Dictionary after pruning '728721042'
Create/Load dictionary index
	Construct and store dictionary index
	Store reverse dictionary
	Construct index
Factorize text - 200 MiB (5 threads) - (factorizor-65536-l0-factor_select_first-factor_coder_blocked-t=3-zlib-9-zlib-9-zlib-9)
   (1) FACTORS = 972902 BLOCKS = 160 F/B = 6080.64 Total F/B = 6080.64 SPEED = 2.00441 MiB/s (25%)
   (4) FACTORS = 970562 BLOCKS = 160 F/B = 6066.01 Total F/B = 6066.01 SPEED = 1.98216 MiB/s (25%)
   (0) FACTORS = 1016864 BLOCKS = 160 F/B = 6355.4 Total F/B = 6355.4 SPEED = 1.95274 MiB/s (25%)
   (3) FACTORS = 1040484 BLOCKS = 160 F/B = 6503.02 Total F/B = 6503.02 SPEED = 1.89251 MiB/s (25%)
   (2) FACTORS = 1074809 BLOCKS = 160 F/B = 6717.56 Total F/B = 6717.56 SPEED = 1.79921 MiB/s (25%)
   (0) FACTORS = 963648 BLOCKS = 320 F/B = 6022.8 Total F/B = 6189.1 SPEED = 2.07555 MiB/s (50%)
   (4) FACTORS = 989139 BLOCKS = 320 F/B = 6182.12 Total F/B = 6124.07 SPEED = 2.0012 MiB/s (50%)
   (1) FACTORS = 1019185 BLOCKS = 320 F/B = 6369.91 Total F/B = 6225.27 SPEED = 1.90476 MiB/s (50%)
   (2) FACTORS = 981985 BLOCKS = 320 F/B = 6137.41 Total F/B = 6427.48 SPEED = 2.0145 MiB/s (50%)
   (3) FACTORS = 1030735 BLOCKS = 320 F/B = 6442.09 Total F/B = 6472.56 SPEED = 1.87371 MiB/s (50%)
   (4) FACTORS = 987986 BLOCKS = 480 F/B = 6174.91 Total F/B = 6141.01 SPEED = 1.92382 MiB/s (75%)
   (0) FACTORS = 1045156 BLOCKS = 480 F/B = 6532.23 Total F/B = 6303.48 SPEED = 1.86846 MiB/s (75%)
   (1) FACTORS = 1045955 BLOCKS = 480 F/B = 6537.22 Total F/B = 6329.25 SPEED = 1.88324 MiB/s (75%)
   (2) FACTORS = 998092 BLOCKS = 480 F/B = 6238.07 Total F/B = 6364.35 SPEED = 1.94024 MiB/s (75%)
   (3) FACTORS = 1006081 BLOCKS = 480 F/B = 6288.01 Total F/B = 6411.04 SPEED = 1.94628 MiB/s (75%)
   (0) FACTORS = 1016034 BLOCKS = 640 F/B = 6350.21 Total F/B = 6315.16 SPEED = 1.95198 MiB/s (100%)
   (4) FACTORS = 1022341 BLOCKS = 640 F/B = 6389.63 Total F/B = 6203.17 SPEED = 1.90042 MiB/s (100%)
   (1) FACTORS = 1057448 BLOCKS = 640 F/B = 6609.05 Total F/B = 6399.2 SPEED = 1.90223 MiB/s (100%)
   (3) FACTORS = 1013531 BLOCKS = 640 F/B = 6334.57 Total F/B = 6391.92 SPEED = 1.90767 MiB/s (100%)
   (2) FACTORS = 1069202 BLOCKS = 640 F/B = 6682.51 Total F/B = 6443.89 SPEED = 1.87512 MiB/s (100%)

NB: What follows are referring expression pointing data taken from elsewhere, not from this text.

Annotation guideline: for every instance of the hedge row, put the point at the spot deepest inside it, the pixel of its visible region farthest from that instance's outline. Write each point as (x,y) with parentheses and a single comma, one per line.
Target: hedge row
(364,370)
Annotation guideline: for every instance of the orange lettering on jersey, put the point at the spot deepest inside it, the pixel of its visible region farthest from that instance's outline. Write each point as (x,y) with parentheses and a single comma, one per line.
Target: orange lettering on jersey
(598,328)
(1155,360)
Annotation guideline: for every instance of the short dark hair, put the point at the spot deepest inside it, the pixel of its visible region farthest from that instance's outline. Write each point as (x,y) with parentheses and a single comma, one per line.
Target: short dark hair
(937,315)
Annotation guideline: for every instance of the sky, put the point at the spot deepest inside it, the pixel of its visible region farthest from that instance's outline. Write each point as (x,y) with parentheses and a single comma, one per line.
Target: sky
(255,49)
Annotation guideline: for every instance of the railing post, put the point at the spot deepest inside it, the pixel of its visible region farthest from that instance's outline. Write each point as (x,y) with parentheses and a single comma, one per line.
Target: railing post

Factorization time = 21.013 sec
Factorization speed = 9.51792 MB/s
Factorize done. (factorizor-65536-l0-factor_select_first-factor_coder_blocked-t=3-zlib-9-zlib-9-zlib-9)
Output factorization statistics
=====================================================================
text size          = 209715200 bytes (200 MB)
encoding size      = 90267296 bytes (86.0856 MB)
compression ratio  = 43.0428 %
space savings      = 56.9572 %
number of factors  = 20322139
bits per factor    = 35.5346
number of blocks   = 3200
avg factors/block  = 6350.67
=====================================================================
Merge factorized text blocks
	Rename offset 0 block to output files
	Copy block 1 factors/offsets/counts
	Copy block 2 factors/offsets/counts
	Copy block 3 factors/offsets/counts
	Copy block 4 factors/offsets/counts
	Delete temporary files
Create block map (block_map_uncompressed)
	Load block offsets from file
RLZ construction complete. time = 22 sec
Loading RLZ store into memory
	Load block map
	Load dictionary
	Determine text size
RLZ store ready
Verify that factorization is correct.
SUCCESS! Text sucessfully recovered.